将线性回归模型应用于成对列

Question

我有一些数据如下：

                      BNBBTC    NULSBTC   NEOBTC    LINKBTC    IOTABTC    ETCBTC
2021-05-15 14:49:00 0.012036 0.00001983 0.001972 0.00089782 0.00003891 0.0021133
2021-05-15 14:50:00 0.012039 0.00001983 0.001968 0.00089699 0.00003889 0.0021148
2021-05-15 14:51:00 0.012032 0.00001975 0.001972 0.00089625 0.00003890 0.0021139
2021-05-15 14:52:00 0.012017 0.00001974 0.001969 0.00089484 0.00003885 0.0021152
2021-05-15 14:53:00 0.012026 0.00001975 0.001967 0.00089538 0.00003885 0.0021140
2021-05-15 14:54:00 0.012012 0.00001973 0.001966 0.00089511 0.00003885 0.0021104
2021-05-15 14:55:00 0.012019 0.00001973 0.001965 0.00089463 0.00003882 0.0021097
2021-05-15 14:56:00 0.012022 0.00001977 0.001966 0.00089541 0.00003879 0.0021131
2021-05-15 14:57:00 0.012022 0.00001977 0.001967 0.00089546 0.00003879 0.0021113
2021-05-15 14:58:00 0.012005 0.00001977 0.001967 0.00089500 0.00003886 0.0021110
2021-05-15 14:59:00 0.012015 0.00001984 0.001965 0.00089540 0.00003887 0.0021107
2021-05-15 15:00:00 0.012016 0.00001984 0.001967 0.00089574 0.00003882 0.0021088
2021-05-15 15:01:00 0.012032 0.00001980 0.001966 0.00089636 0.00003896 0.0021155
2021-05-15 15:02:00 0.012029 0.00001969 0.001966 0.00089600 0.00003894 0.0021191
2021-05-15 15:03:00 0.012014 0.00001974 0.001966 0.00089401 0.00003891 0.0021166
2021-05-15 15:04:00 0.012017 0.00001975 0.001966 0.00089410 0.00003890 0.0021187
2021-05-15 15:05:00 0.012017 0.00001975 0.001968 0.00089554 0.00003889 0.0021109
2021-05-15 15:06:00 0.012021 0.00001980 0.001967 0.00089600 0.00003898 0.0021052
2021-05-15 15:07:00 0.012035 0.00001980 0.001969 0.00089589 0.00003897 0.0020955
2021-05-15 15:08:00 0.012026 0.00001983 0.001970 0.00089409 0.00003881 0.0020878

我正在尝试运行跨所有不同列组合的线性回归。
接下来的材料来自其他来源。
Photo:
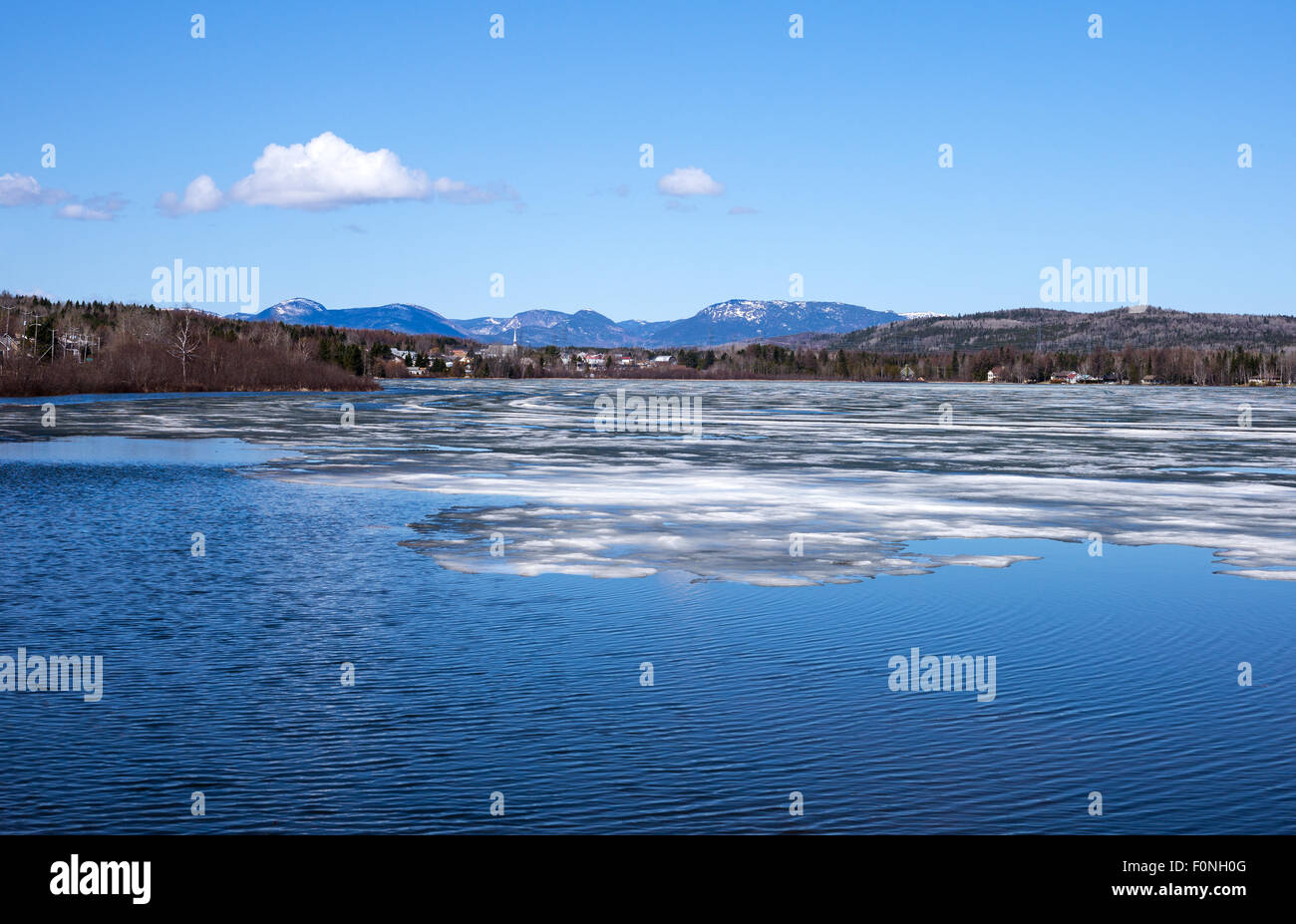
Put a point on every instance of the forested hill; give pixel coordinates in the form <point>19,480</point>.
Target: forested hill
<point>1071,331</point>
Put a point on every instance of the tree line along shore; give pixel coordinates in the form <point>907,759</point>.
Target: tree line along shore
<point>81,348</point>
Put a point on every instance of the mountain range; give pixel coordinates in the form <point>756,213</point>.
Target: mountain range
<point>1054,329</point>
<point>721,323</point>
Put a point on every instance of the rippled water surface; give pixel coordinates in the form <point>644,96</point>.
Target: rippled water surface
<point>768,570</point>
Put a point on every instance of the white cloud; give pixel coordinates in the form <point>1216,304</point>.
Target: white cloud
<point>688,181</point>
<point>202,194</point>
<point>21,189</point>
<point>98,208</point>
<point>327,172</point>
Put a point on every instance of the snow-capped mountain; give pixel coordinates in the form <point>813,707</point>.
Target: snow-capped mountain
<point>397,316</point>
<point>752,319</point>
<point>739,319</point>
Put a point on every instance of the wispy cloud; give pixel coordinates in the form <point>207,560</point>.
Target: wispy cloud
<point>198,195</point>
<point>96,208</point>
<point>20,189</point>
<point>462,193</point>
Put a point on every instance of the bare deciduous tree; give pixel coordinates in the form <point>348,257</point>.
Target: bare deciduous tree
<point>184,345</point>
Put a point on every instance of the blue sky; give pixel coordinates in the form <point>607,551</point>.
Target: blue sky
<point>1120,151</point>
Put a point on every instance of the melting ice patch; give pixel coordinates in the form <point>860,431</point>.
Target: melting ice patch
<point>794,483</point>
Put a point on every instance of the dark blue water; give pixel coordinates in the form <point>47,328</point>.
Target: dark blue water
<point>221,676</point>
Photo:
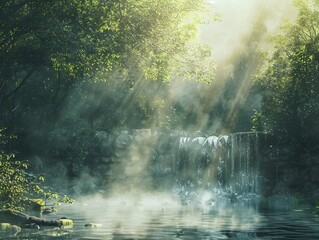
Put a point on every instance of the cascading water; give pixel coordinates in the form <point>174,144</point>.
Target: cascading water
<point>190,163</point>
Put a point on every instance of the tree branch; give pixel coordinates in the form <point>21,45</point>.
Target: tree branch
<point>17,88</point>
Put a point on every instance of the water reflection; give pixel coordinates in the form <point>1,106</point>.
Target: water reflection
<point>161,217</point>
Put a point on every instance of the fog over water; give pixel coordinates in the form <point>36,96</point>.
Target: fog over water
<point>236,39</point>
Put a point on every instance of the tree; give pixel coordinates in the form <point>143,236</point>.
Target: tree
<point>18,187</point>
<point>50,47</point>
<point>289,82</point>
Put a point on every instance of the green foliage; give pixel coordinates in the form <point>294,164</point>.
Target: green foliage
<point>18,188</point>
<point>289,82</point>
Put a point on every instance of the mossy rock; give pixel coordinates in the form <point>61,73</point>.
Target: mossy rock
<point>66,222</point>
<point>4,226</point>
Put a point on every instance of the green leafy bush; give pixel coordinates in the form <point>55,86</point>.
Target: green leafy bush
<point>17,186</point>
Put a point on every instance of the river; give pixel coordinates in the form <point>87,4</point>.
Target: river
<point>158,216</point>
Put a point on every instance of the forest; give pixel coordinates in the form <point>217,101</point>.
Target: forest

例如：

lm(dat$BNBBTC ~ dat$NULSBTC)
lm(dat$BNBBTC ~ dat$NEOBTC)
lm(dat$BNBBTC ~ dat$LINKBTC)
...

我尝试先展开网格并创建公式。

expand.grid(y = colnames(dat), x = colnames(dat), KEEP.OUT.ATTRS = FALSE) %>% 
  mutate(
    formula = paste(y, "~", x, sep = " ")
  ) %>% 
  group_by(formula) %>% 
  mutate(
    mod = summary(lm(formula, data = dat)$r.squared)
  )

但这会产生错误，因为 mutate 函数确实处理线性模型。我想将线性回归模型存储在嵌套列中，我可以在其中访问系数、p 值并执行一些测试。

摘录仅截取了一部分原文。